"Аполлон Григорьев. Мои литературные и нравственные скитальчества" - читать интересную книгу автора

Не будем останавливаться перед церковью Успенья в Казачьем. {15} Она
хоть и была когдат-то старая, ибо прозвище ее намекает на стоянье казаков,
но ее уже давно так поновило усердие богатых прихожан, что она, как старый
собор в Твери, получила общий, казенный характер. Свернемте налево. Перед
нами потянулись уютные, красивые дома с длинными-предлинными заборами, дома
большею частью одноэтажные, с мезонинами.
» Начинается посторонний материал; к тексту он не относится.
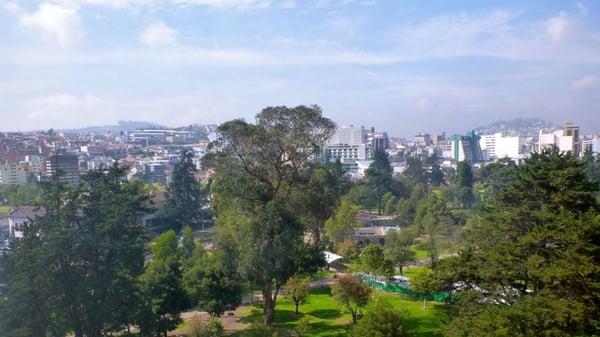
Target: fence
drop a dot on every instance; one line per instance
(445, 297)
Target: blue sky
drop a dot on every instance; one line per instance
(401, 66)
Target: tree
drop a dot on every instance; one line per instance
(397, 247)
(352, 294)
(436, 175)
(211, 285)
(372, 258)
(348, 248)
(381, 320)
(298, 289)
(212, 328)
(187, 199)
(535, 250)
(343, 220)
(415, 170)
(379, 177)
(260, 171)
(464, 174)
(188, 243)
(162, 289)
(425, 281)
(390, 205)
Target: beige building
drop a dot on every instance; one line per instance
(12, 174)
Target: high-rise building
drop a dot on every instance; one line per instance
(566, 140)
(466, 148)
(12, 174)
(379, 141)
(66, 166)
(501, 145)
(348, 135)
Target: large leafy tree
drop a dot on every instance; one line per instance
(161, 288)
(86, 250)
(532, 256)
(260, 171)
(187, 198)
(211, 285)
(397, 247)
(343, 220)
(351, 294)
(379, 177)
(381, 319)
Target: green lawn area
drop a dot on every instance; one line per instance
(327, 319)
(4, 210)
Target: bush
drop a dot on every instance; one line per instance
(212, 328)
(381, 320)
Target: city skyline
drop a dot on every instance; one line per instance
(401, 68)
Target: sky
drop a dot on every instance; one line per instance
(401, 66)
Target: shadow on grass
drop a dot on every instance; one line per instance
(325, 313)
(282, 316)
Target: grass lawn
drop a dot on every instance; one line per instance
(327, 319)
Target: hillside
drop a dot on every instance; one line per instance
(522, 126)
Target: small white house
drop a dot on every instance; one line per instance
(20, 217)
В окнах свет, видны повсюду
столики с шипящими самоварами; внутри глядит все так семейно и приветливо,
что если вы человек не семейный или заезжий, вас начинает разбирать
некоторое чувство зависти. Вас манит и дразнит Аркадия, создаваемая вашим
воображением, хоть, может быть, и не существующая на деле.
Идя с вами все влево, я завел вас в самую оригинальную часть
Замоскворечья, в сторону Ордынской и Татарской слободы {16} и наконец на
Болвановку, {17} прозванную так потому, что тут, по местным преданиям,
князья наши встречали ханских баскаков и кланялись татарским болванам.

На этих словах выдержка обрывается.